First time in Buenos Aires this week and learned a lot about Eva Peron. Despite being avid theater-goers, I have to admit that I never saw Evita on Broadway so only had a loose understanding of this person.
In a nutshell, Eva was born poor, became a singer and actress and met and married an Army Colonel, Juan Peron, who was later elected President of Argentina. Eva became First Lady at the age of 26 and became an outspoken advocate for the poor (the shirtless ones”) and for women’s issues. She was immensely popular and announced her candidacy for Vice President of Argentina. While she had tremendous support, she ultimately withdrew her candidacy when she was stricken with uterine cancer. She died in 1952 at the age of 33 but the Argentines still revere her more that 70 years after her death.
Amazing to have had such an impact in such a relatively short life.
Frosty
According to Wikipedia:
María Eva Duarte (7 May 1919 – 26 July 1952), better known as María Eva Duarte de Perón, Eva Perón and Evita, was the wife of Argentine President Juan Perón (1895–1974) and First Lady of Argentina from 1946 until her death in 1952. She was born in poverty in the rural village of Los Toldos, in the Pampas, as the youngest of five children. At 15 in 1934, she moved to the nation's capital of Buenos Airesto pursue a career as a stage, radio, and film actress.
She met Colonel Juan Perón on 22 January 1944 during a charity event at the Luna Park Stadium to benefit the victims of an earthquake in San Juan, Argentina. The two were married the following year. Juan Perón was elected President of Argentina in 1946; during the next six years, Eva Perón became powerful within the pro-Peronist trade unions, primarily for speaking on behalf of labor rights. She also ran the Ministries of Labor and Health, founded and ran the charitable Eva Perón Foundation, championed women's suffrage in Argentina, and founded and ran the nation's first large-scale female political party, the Women's Peronist Party.
In 1951, Eva Perón announced her candidacy for the Peronist nomination for the office of Vice President of Argentina, receiving great support from the Peronist political base, low-income and working-class Argentines who were referred to as descamisados or "shirtless ones". Opposition from the nation's military and bourgeoisie, coupled with her declining health, ultimately forced her to withdraw her candidacy.[1] In 1952, shortly before her death from cancer at 33, Eva Perón was given the title of "Spiritual Leader of the Nation" by the Argentine Congress.[2][3][4] She was given a state funeral upon her death, a prerogative generally reserved for heads of state.
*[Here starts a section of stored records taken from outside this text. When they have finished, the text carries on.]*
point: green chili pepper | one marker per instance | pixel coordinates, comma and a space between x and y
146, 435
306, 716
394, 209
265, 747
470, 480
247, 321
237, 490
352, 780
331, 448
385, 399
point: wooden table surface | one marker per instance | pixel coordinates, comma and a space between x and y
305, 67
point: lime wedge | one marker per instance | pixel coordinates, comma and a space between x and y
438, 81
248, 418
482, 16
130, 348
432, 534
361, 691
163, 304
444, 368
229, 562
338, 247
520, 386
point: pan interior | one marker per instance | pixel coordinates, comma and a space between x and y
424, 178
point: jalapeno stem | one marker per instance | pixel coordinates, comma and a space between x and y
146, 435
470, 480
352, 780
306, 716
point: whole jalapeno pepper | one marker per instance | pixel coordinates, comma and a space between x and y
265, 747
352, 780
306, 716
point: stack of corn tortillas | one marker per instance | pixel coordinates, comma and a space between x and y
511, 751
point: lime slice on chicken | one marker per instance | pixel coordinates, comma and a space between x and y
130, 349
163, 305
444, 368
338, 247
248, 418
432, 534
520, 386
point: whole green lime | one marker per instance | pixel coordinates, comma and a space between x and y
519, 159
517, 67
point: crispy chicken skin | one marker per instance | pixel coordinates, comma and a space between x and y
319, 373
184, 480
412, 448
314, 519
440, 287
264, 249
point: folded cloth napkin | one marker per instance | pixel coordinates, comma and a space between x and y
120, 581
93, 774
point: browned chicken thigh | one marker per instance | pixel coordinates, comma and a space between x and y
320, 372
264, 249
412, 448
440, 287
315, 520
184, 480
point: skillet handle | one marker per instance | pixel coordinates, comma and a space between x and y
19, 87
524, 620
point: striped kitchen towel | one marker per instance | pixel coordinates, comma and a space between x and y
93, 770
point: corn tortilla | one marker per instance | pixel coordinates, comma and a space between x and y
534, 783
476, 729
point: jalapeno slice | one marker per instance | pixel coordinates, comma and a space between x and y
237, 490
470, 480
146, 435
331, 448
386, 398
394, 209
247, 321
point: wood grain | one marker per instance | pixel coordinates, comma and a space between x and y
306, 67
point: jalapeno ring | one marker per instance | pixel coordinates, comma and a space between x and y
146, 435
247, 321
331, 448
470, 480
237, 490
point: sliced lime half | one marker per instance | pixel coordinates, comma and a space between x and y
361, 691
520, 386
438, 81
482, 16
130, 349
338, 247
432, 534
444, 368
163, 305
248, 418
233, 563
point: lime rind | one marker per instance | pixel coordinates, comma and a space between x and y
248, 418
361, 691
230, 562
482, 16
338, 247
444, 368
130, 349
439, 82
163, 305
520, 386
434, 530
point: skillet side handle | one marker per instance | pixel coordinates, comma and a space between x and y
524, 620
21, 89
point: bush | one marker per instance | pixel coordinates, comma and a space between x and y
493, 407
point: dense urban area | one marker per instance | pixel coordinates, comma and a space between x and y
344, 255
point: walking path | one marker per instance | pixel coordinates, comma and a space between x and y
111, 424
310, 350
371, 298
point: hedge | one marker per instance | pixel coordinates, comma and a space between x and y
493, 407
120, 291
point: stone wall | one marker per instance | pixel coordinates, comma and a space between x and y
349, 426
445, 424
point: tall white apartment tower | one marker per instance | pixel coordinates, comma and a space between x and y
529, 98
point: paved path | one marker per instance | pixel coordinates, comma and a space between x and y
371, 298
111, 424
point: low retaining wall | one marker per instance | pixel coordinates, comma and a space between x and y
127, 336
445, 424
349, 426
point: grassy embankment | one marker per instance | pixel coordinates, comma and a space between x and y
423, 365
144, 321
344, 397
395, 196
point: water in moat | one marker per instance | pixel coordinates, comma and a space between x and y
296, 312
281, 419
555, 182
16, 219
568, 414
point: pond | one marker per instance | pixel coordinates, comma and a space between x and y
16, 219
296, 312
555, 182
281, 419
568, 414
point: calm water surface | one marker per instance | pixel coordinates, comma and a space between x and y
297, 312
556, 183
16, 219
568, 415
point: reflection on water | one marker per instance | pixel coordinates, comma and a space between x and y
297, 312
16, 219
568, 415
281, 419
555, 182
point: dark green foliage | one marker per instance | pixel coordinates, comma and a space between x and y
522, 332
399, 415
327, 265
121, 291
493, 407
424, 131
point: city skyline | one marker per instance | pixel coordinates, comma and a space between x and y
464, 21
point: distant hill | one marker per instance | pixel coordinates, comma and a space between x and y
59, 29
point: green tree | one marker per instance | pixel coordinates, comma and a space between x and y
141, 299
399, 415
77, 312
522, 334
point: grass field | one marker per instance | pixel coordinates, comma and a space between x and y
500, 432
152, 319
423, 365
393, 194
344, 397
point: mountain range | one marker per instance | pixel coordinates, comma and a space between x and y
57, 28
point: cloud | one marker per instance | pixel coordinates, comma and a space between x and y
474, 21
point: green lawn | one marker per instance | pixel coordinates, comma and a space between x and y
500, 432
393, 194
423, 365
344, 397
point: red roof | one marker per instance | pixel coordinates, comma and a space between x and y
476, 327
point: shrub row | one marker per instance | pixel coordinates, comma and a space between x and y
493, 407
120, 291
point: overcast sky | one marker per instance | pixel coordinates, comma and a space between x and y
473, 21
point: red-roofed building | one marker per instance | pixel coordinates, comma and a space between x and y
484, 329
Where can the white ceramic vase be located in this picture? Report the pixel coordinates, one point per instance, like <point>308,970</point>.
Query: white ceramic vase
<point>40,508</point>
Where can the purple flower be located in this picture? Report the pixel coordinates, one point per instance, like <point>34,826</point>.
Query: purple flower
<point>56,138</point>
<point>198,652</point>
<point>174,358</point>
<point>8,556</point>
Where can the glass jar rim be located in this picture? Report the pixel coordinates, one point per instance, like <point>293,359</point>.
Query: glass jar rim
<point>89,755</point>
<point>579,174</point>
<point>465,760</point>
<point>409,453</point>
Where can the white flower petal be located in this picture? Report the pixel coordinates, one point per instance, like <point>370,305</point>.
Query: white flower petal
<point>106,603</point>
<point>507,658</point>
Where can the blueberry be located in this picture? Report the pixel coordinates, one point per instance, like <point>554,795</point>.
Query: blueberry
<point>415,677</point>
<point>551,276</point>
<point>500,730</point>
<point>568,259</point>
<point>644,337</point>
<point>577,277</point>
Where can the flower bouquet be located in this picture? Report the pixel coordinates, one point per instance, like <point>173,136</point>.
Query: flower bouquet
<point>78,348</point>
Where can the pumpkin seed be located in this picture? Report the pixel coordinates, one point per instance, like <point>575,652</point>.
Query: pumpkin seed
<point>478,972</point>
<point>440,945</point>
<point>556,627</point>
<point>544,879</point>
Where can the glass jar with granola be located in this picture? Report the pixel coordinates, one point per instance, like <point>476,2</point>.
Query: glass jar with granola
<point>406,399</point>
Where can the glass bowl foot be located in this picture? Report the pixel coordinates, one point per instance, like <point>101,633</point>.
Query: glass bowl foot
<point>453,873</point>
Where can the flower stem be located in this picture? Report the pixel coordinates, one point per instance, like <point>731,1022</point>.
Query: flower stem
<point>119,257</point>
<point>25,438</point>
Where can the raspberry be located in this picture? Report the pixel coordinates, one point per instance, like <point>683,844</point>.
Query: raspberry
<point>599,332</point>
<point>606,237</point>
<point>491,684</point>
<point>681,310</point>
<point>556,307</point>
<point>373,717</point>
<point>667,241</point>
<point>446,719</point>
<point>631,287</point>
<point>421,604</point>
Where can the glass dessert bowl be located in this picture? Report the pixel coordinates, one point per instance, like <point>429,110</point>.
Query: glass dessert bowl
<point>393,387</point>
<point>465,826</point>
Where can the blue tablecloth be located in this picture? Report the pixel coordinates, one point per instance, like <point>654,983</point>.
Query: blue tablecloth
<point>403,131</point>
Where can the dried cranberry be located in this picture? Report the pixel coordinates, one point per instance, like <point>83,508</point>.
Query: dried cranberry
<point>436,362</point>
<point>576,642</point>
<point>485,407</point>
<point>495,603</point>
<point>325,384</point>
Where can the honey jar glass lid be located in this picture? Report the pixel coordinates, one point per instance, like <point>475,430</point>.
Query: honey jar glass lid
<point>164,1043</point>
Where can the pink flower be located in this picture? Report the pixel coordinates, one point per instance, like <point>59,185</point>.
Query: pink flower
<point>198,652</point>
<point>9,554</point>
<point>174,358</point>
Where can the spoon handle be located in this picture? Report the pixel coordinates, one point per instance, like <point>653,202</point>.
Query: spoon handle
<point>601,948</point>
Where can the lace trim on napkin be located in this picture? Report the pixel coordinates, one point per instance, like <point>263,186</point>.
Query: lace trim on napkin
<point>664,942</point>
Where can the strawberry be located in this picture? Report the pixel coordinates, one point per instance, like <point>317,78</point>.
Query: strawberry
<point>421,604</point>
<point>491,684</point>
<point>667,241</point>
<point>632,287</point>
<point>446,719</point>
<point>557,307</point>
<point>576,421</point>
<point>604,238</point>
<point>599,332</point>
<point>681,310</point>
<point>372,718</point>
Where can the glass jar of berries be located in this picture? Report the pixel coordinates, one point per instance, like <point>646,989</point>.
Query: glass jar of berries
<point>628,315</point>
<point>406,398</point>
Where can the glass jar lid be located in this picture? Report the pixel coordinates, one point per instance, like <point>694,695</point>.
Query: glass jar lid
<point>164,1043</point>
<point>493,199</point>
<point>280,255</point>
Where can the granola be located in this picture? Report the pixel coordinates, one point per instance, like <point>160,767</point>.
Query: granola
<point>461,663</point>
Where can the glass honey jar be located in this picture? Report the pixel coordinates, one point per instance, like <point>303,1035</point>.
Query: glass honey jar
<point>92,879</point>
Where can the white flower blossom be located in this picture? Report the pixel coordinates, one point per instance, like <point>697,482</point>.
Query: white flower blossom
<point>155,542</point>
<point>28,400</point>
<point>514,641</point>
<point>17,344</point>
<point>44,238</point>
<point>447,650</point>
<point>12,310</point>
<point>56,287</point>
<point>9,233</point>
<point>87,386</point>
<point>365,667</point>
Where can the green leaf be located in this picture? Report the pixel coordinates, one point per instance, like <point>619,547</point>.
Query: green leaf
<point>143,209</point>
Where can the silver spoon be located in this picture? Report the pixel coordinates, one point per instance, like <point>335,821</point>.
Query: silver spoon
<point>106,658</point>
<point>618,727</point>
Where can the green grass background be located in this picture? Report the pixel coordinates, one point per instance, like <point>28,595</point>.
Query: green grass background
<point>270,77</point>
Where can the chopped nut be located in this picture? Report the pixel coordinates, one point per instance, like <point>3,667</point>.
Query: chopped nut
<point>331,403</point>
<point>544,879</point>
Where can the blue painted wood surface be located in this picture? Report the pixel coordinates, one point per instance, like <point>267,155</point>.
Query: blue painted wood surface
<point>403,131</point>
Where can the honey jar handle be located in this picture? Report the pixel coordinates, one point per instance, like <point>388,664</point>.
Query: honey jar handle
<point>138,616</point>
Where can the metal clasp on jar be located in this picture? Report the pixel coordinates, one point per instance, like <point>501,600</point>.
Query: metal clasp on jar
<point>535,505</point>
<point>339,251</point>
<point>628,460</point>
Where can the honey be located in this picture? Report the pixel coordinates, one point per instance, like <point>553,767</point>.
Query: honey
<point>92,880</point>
Eva Perón has become a part of international popular culture,[5] most famously as the subject of the musical Evita (1976).[6] Cristina Álvarez Rodríguez claims that Evita has never left the collective consciousness of Argentines.[3] Cristina Fernández de Kirchner, the first woman elected President of Argentina, claims that women of her generation owe a debt to Eva for "her example of passion and combativeness".[7]